The conventional whitening component is water-soluble or fat-soluble, but even if it is a fat-soluble whitening component, it is hardly soluble in silicone oil which is currently widely used for the purpose of imparting water repellency. Was. That is, the compatibility between the silicone component and the conventional whitening component is poor, and it has been difficult to formulate both of them. On the other hand, the derivative of the present invention is excellent in compatibility with silicone oil, and even if it is a skin external preparation containing a silicone component as described above, the desired skin external preparation can be easily produced by a conventional method. Is possible (for example,
The above Examples 16 to 18 etc.) became clear.

[0136]

Industrial Applicability According to the present invention, it has an excellent melanin production-inhibiting action, for example, is excellent in skin whitening effect for preventing skin pigmentation which occurs after spots, freckles or sunburn, etc., and is stable and safe.
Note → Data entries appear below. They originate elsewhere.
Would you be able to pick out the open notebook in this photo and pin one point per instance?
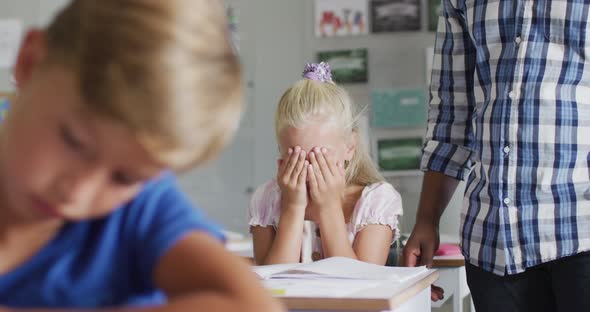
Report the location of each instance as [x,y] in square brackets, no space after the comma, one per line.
[338,268]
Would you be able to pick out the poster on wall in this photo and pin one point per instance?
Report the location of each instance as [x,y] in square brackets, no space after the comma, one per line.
[348,66]
[398,108]
[341,18]
[434,7]
[399,154]
[395,15]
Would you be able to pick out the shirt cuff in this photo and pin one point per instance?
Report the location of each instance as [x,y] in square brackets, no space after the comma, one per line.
[450,159]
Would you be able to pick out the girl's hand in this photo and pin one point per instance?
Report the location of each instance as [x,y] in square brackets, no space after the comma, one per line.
[291,179]
[326,181]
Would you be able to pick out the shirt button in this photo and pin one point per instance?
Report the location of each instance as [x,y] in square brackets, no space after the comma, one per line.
[512,95]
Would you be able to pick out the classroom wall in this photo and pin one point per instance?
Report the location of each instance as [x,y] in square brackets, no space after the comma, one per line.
[275,40]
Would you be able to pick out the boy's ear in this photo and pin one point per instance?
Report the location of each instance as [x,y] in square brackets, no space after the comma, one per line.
[31,54]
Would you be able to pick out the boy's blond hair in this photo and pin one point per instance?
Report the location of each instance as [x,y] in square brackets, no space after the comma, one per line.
[164,68]
[308,100]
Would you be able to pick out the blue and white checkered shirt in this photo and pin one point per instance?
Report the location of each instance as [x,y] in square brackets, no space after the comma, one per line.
[510,112]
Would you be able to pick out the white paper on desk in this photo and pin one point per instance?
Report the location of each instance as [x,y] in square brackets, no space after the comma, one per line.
[339,268]
[10,36]
[325,288]
[266,271]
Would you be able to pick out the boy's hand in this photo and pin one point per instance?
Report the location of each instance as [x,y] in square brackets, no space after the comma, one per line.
[419,250]
[291,179]
[421,245]
[326,181]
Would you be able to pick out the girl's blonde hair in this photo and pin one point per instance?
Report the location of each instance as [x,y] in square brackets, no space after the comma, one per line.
[164,68]
[309,100]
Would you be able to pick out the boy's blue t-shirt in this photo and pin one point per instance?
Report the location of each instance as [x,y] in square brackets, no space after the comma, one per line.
[108,261]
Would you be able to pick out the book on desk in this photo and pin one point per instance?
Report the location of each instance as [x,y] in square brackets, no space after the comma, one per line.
[344,284]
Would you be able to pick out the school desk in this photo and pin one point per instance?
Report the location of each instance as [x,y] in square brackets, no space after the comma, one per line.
[453,280]
[412,295]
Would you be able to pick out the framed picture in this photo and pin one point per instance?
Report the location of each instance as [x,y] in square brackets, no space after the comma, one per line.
[395,15]
[348,66]
[399,153]
[341,18]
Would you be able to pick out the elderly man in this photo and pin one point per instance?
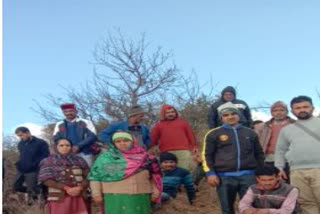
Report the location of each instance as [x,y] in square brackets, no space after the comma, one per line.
[80,132]
[32,150]
[133,124]
[231,154]
[228,94]
[299,144]
[173,134]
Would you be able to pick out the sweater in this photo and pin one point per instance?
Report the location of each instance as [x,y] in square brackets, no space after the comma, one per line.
[300,149]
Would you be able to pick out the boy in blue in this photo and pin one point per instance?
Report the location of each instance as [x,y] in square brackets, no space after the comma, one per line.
[173,177]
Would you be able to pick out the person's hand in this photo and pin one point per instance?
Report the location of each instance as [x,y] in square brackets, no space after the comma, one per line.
[74,191]
[75,149]
[213,180]
[262,211]
[195,151]
[250,211]
[154,199]
[97,199]
[283,175]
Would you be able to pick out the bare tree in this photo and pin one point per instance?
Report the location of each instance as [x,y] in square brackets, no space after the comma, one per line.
[126,72]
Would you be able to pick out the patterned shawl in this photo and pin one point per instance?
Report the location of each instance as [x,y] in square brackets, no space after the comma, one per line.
[116,165]
[52,166]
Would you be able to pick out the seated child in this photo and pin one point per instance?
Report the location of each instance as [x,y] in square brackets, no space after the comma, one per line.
[269,195]
[173,177]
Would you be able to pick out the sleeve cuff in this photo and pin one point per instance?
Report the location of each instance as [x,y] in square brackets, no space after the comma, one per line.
[210,173]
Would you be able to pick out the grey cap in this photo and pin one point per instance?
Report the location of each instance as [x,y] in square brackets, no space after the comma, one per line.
[228,107]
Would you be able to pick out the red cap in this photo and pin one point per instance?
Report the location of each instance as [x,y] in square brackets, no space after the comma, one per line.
[68,106]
The present invention provides a hydroquinone silane derivative which is excellent in compatibility with a base component in a skin external preparation, and a whitening agent and a dulling inhibitor containing the hydroquinone silane derivative as an active ingredient.

[Brief description of the drawings]

FIG. 1 is a drawing showing the results of analysis of monoallyl hydroquinone by gas chromatography.

FIG. 2 is a view showing the results of analysis of monoallylhydroquinone by GC / MS analysis.

 ──────────────────────────────────────────────────続 き Continued on the front page (72) Inventor Rumiko Fujiwara 1050 Nippa-cho, Kohoku-ku, Yokohama-shi, Kanagawa Inside Shiseido First Research Center Co., Ltd.

Claims (4)

[Claims] 1. A hydroquinone silane derivative represented by the following formula (1): (Wherein, R ¹ represents a divalent linking group containing at least 2 carbon atoms, R ² , R ³ and R ⁴ may be the same or different, and an organic group having 1 or more and 8 or less carbon atoms) X represents a hydrogen atom or a protecting group for a phenolic hydroxyl group). 2. An external preparation for skin containing the hydroquinone silane derivative (I) according to claim 1 as an active ingredient. 3. A whitening agent comprising the hydroquinone silane derivative (I) according to claim 1 as an active ingredient. 4. A dulling inhibitor comprising the hydroquinone silane derivative (I) as an active ingredient.